Tal referência à “lei geral”, no contexto do diploma que estabelece a concessão significa apenas que a responsabilidade pelos prejuízos resultantes da responsabilidade civil extracontratual não está regulada por normas constantes do contrato de concessão, mas pelas normas gerais que regulam tal matéria, sem determinar sobre a sua natureza administrativa ou comum (cfr. neste sentido o acima citado acórdão deste Tribunal dos Conflitos de 30.05.2013).
E acrescenta este Acórdão, “as entidades privadas concessionárias que são chamadas a colaborar com a Administração na execução de tarefas administrativas através de um contrato administrativo (que poderá ser de concessão de obras públicas ou de serviço público) têm a sua actividade regulada sujeita a disposições e princípios de direito administrativo”.
No caso em apreço, estamos perante serviços de segurança rodoviária numa auto-estrada, serviços estes de natureza essencialmente pública e que à partida são próprios e se enquadram nas funções do Estado e são no seu interesse.
E também como bem salienta o citado Acórdão, que estamos a seguir de perto, a concessão desses serviços públicos a uma entidade privada não significa que as respectivas actividades percam a sua natureza pública administrativa e por essa circunstância adquiram intrinsecamente natureza de actos privados a serem regulados pelo direito privado.
Ora, apesar de ser uma sociedade anónima, a lei atribuiu à Concessionária poderes, prerrogativas e deveres de autoridade típicos dos atribuídos ao Estado, que representa, conforme decorre dos normativos citados.
Destas normas é possível inferir-se que a responsabilidade extracontratual por que a Ré é demandada, derivando das suas legais atribuições (designadamente prevenção de acidentes), se desenvolve num quadro de ambiência pública.
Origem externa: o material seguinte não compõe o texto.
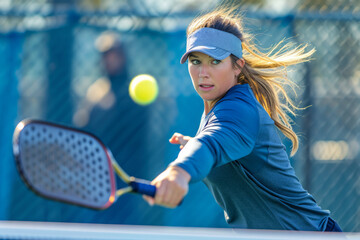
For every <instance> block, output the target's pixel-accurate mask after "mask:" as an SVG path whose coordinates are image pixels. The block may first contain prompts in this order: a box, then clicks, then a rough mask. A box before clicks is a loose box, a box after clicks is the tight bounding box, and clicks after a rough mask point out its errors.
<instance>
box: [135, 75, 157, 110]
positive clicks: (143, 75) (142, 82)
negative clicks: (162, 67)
mask: <svg viewBox="0 0 360 240" xmlns="http://www.w3.org/2000/svg"><path fill="white" fill-rule="evenodd" d="M158 91H159V88H158V84H157V82H156V79H155V78H154V77H153V76H151V75H148V74H141V75H138V76H136V77H134V78H133V79H132V80H131V82H130V85H129V94H130V97H131V99H132V100H133V101H134V102H135V103H137V104H140V105H143V106H145V105H148V104H150V103H152V102H153V101H154V100H155V99H156V97H157V95H158Z"/></svg>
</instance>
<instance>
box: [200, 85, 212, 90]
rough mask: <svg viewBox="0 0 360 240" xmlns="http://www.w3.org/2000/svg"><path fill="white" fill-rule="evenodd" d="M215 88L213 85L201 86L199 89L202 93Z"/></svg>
mask: <svg viewBox="0 0 360 240" xmlns="http://www.w3.org/2000/svg"><path fill="white" fill-rule="evenodd" d="M213 88H214V85H212V84H200V85H199V89H200V90H202V91H210V90H212V89H213Z"/></svg>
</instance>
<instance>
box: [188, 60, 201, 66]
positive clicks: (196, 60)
mask: <svg viewBox="0 0 360 240" xmlns="http://www.w3.org/2000/svg"><path fill="white" fill-rule="evenodd" d="M190 62H191V64H193V65H198V64H200V61H199V60H198V59H190Z"/></svg>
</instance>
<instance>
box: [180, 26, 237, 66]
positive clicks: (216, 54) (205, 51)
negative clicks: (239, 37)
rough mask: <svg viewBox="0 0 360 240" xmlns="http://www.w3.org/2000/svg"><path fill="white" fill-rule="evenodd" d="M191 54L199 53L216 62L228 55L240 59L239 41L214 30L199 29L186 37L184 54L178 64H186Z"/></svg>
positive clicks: (207, 28) (229, 36) (230, 33)
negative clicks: (215, 59)
mask: <svg viewBox="0 0 360 240" xmlns="http://www.w3.org/2000/svg"><path fill="white" fill-rule="evenodd" d="M192 52H201V53H204V54H206V55H209V56H210V57H212V58H214V59H217V60H223V59H225V58H227V57H228V56H230V54H233V55H235V56H236V57H238V58H241V57H242V47H241V40H240V39H239V38H237V37H236V36H235V35H233V34H231V33H228V32H224V31H221V30H217V29H215V28H200V29H199V30H196V31H195V32H193V33H192V34H190V35H189V36H188V38H187V42H186V53H185V54H184V55H183V56H182V57H181V60H180V63H184V62H186V60H187V58H188V57H189V54H190V53H192Z"/></svg>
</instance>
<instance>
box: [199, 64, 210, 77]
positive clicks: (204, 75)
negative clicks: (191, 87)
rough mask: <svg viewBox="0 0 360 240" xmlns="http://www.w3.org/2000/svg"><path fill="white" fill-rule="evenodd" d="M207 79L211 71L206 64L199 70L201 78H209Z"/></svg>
mask: <svg viewBox="0 0 360 240" xmlns="http://www.w3.org/2000/svg"><path fill="white" fill-rule="evenodd" d="M207 77H209V69H208V67H207V66H206V65H205V64H203V65H201V66H200V68H199V78H207Z"/></svg>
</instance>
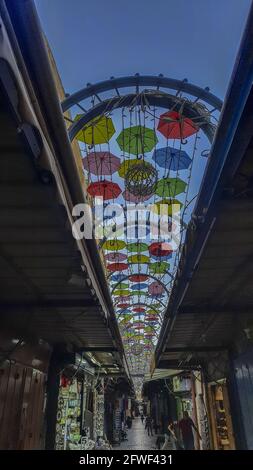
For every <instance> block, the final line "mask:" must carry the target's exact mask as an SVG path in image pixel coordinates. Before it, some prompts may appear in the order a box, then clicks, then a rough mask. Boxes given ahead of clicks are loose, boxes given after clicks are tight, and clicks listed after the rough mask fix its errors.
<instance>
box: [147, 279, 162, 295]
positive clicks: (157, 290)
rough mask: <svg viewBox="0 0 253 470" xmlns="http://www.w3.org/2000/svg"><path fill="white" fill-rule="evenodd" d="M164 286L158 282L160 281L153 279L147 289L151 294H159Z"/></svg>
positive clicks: (159, 293) (156, 294)
mask: <svg viewBox="0 0 253 470" xmlns="http://www.w3.org/2000/svg"><path fill="white" fill-rule="evenodd" d="M164 290H165V289H164V287H163V286H162V285H161V284H160V282H157V281H154V282H152V283H151V284H150V286H149V288H148V291H149V293H150V294H151V295H160V294H163V292H164Z"/></svg>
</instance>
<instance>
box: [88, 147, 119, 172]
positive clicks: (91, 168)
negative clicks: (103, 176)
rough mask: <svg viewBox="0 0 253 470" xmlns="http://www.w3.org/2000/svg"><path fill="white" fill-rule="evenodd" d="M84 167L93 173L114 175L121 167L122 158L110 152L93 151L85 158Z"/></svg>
mask: <svg viewBox="0 0 253 470" xmlns="http://www.w3.org/2000/svg"><path fill="white" fill-rule="evenodd" d="M83 167H84V169H85V170H87V171H89V172H90V173H93V175H98V176H99V175H112V174H113V173H115V171H117V170H118V169H119V167H120V158H118V157H115V155H113V154H112V153H110V152H91V153H89V154H88V155H87V157H84V158H83Z"/></svg>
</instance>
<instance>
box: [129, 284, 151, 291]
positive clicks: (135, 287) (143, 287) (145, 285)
mask: <svg viewBox="0 0 253 470" xmlns="http://www.w3.org/2000/svg"><path fill="white" fill-rule="evenodd" d="M146 287H148V284H145V283H140V284H134V285H133V286H131V287H130V289H132V290H142V289H146Z"/></svg>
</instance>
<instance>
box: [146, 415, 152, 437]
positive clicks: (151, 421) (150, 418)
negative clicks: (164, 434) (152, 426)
mask: <svg viewBox="0 0 253 470" xmlns="http://www.w3.org/2000/svg"><path fill="white" fill-rule="evenodd" d="M152 421H153V420H152V418H151V416H149V415H148V416H147V417H146V424H145V429H147V431H148V436H153V428H152V424H153V423H152Z"/></svg>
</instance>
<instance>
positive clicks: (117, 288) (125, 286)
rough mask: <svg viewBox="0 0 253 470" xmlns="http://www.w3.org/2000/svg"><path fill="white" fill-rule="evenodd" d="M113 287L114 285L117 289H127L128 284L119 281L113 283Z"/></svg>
mask: <svg viewBox="0 0 253 470" xmlns="http://www.w3.org/2000/svg"><path fill="white" fill-rule="evenodd" d="M114 287H116V288H117V289H128V287H129V286H128V284H126V283H125V282H120V284H113V285H112V289H113V288H114Z"/></svg>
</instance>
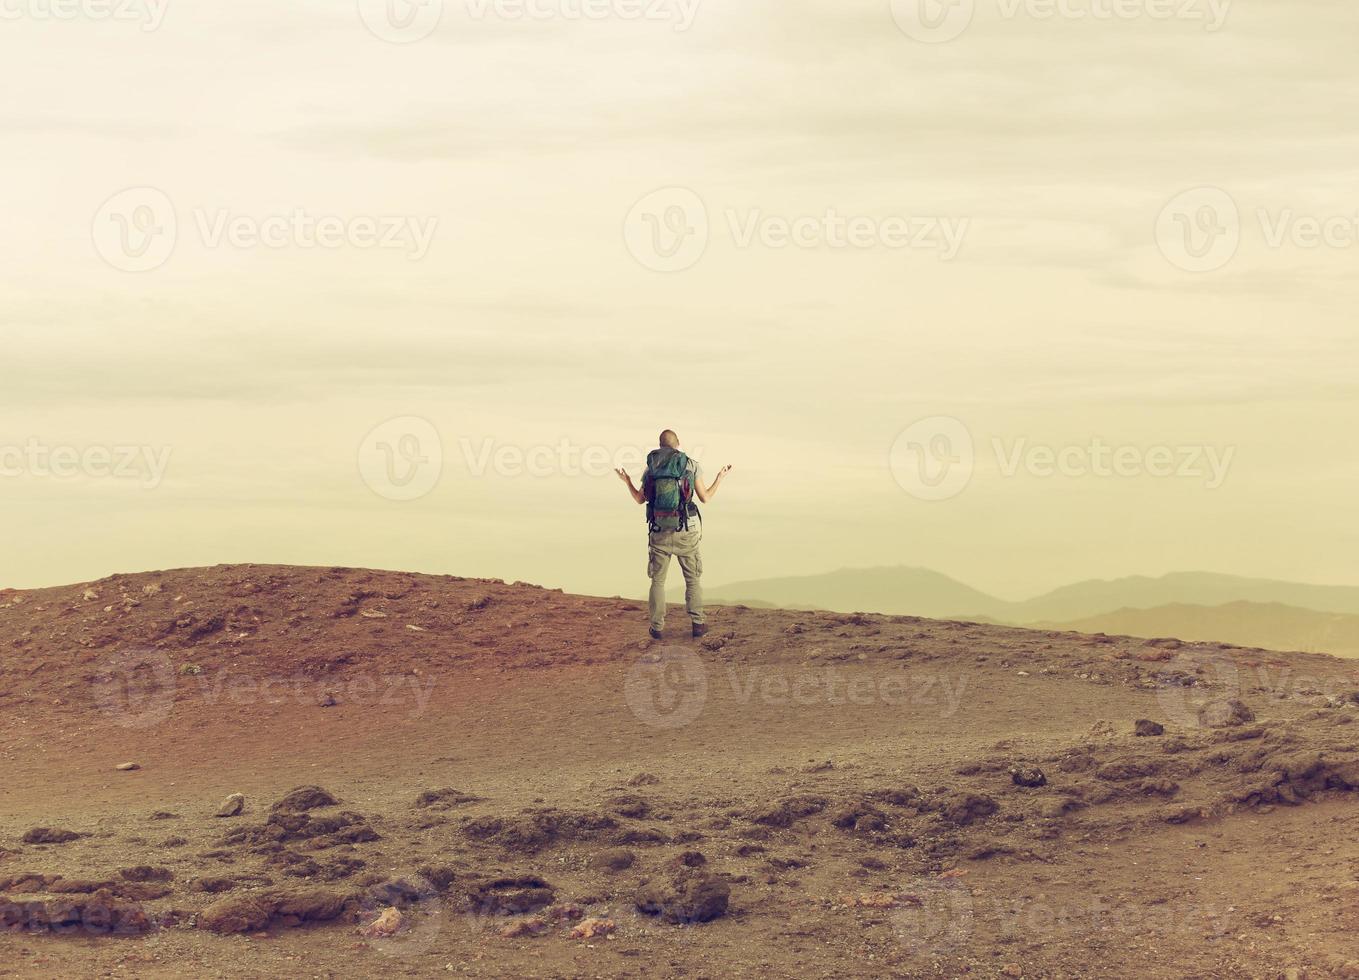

Assim, a sua eventual responsabilização por actos ou omissões dessa sua actividade insere-se no quadro de aplicação da norma do art. 1º, nº 5 da Lei nº 67/2007, acima mencionada, e, consequentemente, serão os tribunais administrativos os competentes, em razão da matéria, para conhecer do litígio, nos termos do disposto no art. 4º, nº 1, alínea i) do ETAF - cfr. neste sentido o Acórdão do STJ de 16.10.2012, proc. 950/10.6TBFAF.G1 e o Acórdão deste Tribunal dos Conflitos nº 048/13, de 27.02.2014.

Pelo exposto, acordam os Juízes do Tribunal dos Conflitos em julgar competente em razão da matéria a jurisdição administrativa.
Sem custas.

Lisboa, 25 de Março de 2015. – Teresa Maria Sena Ferreira de Sousa (relatora) – Isabel Francisca Repsina Aleluia São Marcos – António Bento São Pedro – Raul Eduardo do Vale Raposo Borges – Vítor Manuel Gonçalves Gomes – Gabriel Martim dos Anjos Catarino.